Польский бунт - Екатерина Владимировна Глаголева
Король остановился перед камином и взял в руки фигурку из севрского фарфора: румяная пейзанка собирается переходить через ручей, высоко подобрав юбку и приняв изящную позу. Только это и позволило ему не сойти с ума и не наложить на себя руки. Нет, не пейзанки, хотя к женщинам его по-прежнему тянуло, – искусство, наука, книги. Обеды по четвергам были отдушиной; за королевский стол садились ученые, поэты, артисты. Получить из его рук медаль с надписью Merentibus[6] здесь было почетнее, чем выхлопотать себе у Штакельберга орден Белого орла.
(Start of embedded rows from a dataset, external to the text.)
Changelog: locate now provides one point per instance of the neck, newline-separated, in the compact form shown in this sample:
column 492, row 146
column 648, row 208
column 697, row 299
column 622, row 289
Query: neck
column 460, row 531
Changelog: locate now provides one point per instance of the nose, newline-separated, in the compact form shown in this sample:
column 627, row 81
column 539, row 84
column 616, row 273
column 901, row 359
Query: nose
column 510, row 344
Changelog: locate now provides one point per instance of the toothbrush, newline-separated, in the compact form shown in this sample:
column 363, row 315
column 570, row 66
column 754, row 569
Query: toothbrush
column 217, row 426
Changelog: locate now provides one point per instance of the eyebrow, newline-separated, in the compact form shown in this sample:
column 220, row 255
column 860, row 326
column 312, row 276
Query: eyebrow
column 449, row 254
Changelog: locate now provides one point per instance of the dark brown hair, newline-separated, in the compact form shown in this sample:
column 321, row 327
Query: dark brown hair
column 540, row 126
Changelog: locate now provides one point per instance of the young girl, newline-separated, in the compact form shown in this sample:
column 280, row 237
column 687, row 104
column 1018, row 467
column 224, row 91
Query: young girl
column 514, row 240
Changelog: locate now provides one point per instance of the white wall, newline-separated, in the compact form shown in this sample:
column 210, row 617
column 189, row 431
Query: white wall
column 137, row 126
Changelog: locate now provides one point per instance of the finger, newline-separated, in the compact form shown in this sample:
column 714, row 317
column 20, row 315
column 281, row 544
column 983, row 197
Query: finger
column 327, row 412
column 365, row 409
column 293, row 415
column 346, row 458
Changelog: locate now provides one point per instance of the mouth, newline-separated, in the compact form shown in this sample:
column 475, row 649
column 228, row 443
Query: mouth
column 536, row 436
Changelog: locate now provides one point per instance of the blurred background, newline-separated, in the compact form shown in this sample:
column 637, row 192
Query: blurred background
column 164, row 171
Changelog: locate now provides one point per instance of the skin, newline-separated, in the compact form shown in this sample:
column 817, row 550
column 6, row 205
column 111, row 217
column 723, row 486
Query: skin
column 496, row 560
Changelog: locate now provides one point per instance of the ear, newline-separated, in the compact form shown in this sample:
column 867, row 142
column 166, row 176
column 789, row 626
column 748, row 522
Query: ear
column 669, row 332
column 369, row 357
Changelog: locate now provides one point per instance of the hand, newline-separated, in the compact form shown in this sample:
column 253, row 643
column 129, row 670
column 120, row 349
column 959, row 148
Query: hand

Разговоры велись не о политике, а о воздухоплавании, об электричестве, о магнетизме, об оспопрививании… Процветающая страна под властью просвещенного монарха… Утопия. Мечты философов. На то, чтобы возделать сад на пустоши, заросшей бурьяном невежества и фанатизма, уйдут десятилетия, века, а за это время непременно налетит какая-нибудь саранча и всё пожрет еще прежде, чем сад начнет плодоносить…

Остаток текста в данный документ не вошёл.